This train of tchinovniks has its counterpart full of eloquent, and even melancholy, humor. Kléstakof has just finished counting his money; he finds the part easy to play, and full of profit. But Osip, whose dull head contains more sense than his master’s giddy pate, advises him to have his post-horses put in, and to pack off while yet there is time. Kléstakof admits that his reasoning is good; still, the farce is so pleasant that he cannot refrain from writing to one of his friends, a Petersburg journalist. It is easy to conjecture that this letter will never reach its destination, and that it will serve to bring about the dénoûment.

Suddenly voices are heard outside the house. It is the merchants, the hatter at their head, coming to bring their complaints before the revizor. The mayor steals from them shamelessly: when they complain, he slams the door in your face, saying, “I will not apply the knout, for that’s against the law; but I will make you eat humble pie.” A woman comes, complaining that her husband had been forcibly conscripted as a soldier, in place of two others who had escaped service through the aid of bribes. “Your husband is a thief: he is already, or he will be,”—that is the excuse offered her by this “blackguard of a mayor.”

But it is a real inspector-general’s business to perform the functions of his office. Kléstakof has enjoyed the profits, and thinks that he can confine his duties to that. At this moment the sick appear in their hospital dressing-gowns, fever and pestilence in their faces: the false revizor rudely drives away all this importunate throng, and shuts the door fast.

In happy contrast to the lugubrious impression of these scenes, the author introduces some inventions of charming buffoonery. The mayor’s daughter enters. To beguile the time, Kléstakof makes love to her, kisses her, falls on his knees before her. The mother appears, and expresses her astonishment—but in the fashion of Bélise, in the “Femmes Savantes;” such homage as that is befitting. The daughter departs after a sharp reprimand. The extempore lover, now addressing the mother, continues the wooing which he had begun with the daughter, who returns just as he throws himself on his knees for the second time. The mayor comes in unexpectedly, and almost chokes with surprise to hear an inspector-general ask for his daughter’s hand. How can he deny himself such an honor?
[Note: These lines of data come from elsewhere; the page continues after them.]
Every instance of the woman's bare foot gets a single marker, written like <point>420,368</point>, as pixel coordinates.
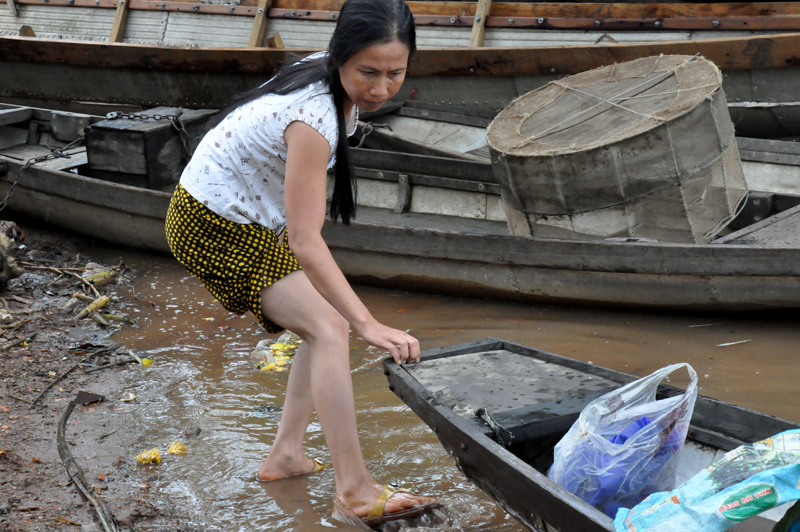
<point>362,503</point>
<point>273,469</point>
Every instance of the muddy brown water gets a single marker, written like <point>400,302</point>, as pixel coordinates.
<point>204,377</point>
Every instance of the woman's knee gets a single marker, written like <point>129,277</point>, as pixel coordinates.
<point>330,329</point>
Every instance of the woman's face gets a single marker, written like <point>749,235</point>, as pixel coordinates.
<point>374,75</point>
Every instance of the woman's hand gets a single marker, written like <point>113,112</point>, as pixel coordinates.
<point>403,347</point>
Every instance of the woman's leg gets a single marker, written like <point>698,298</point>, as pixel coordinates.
<point>286,457</point>
<point>293,303</point>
The agreement is made on the spot, and the two lovers fall into each other’s arms.

Just at this moment the valet Osip comes, and, twitching his master by the tail of his coat, announces that the horses are ready. The adventurer, recalled to reality, ventures a brief explanation: a very wealthy uncle to visit, a day’s journey distant. The post-chaise departs; and the act ends with the postilion’s command to his horses, “Off with you, on wings!”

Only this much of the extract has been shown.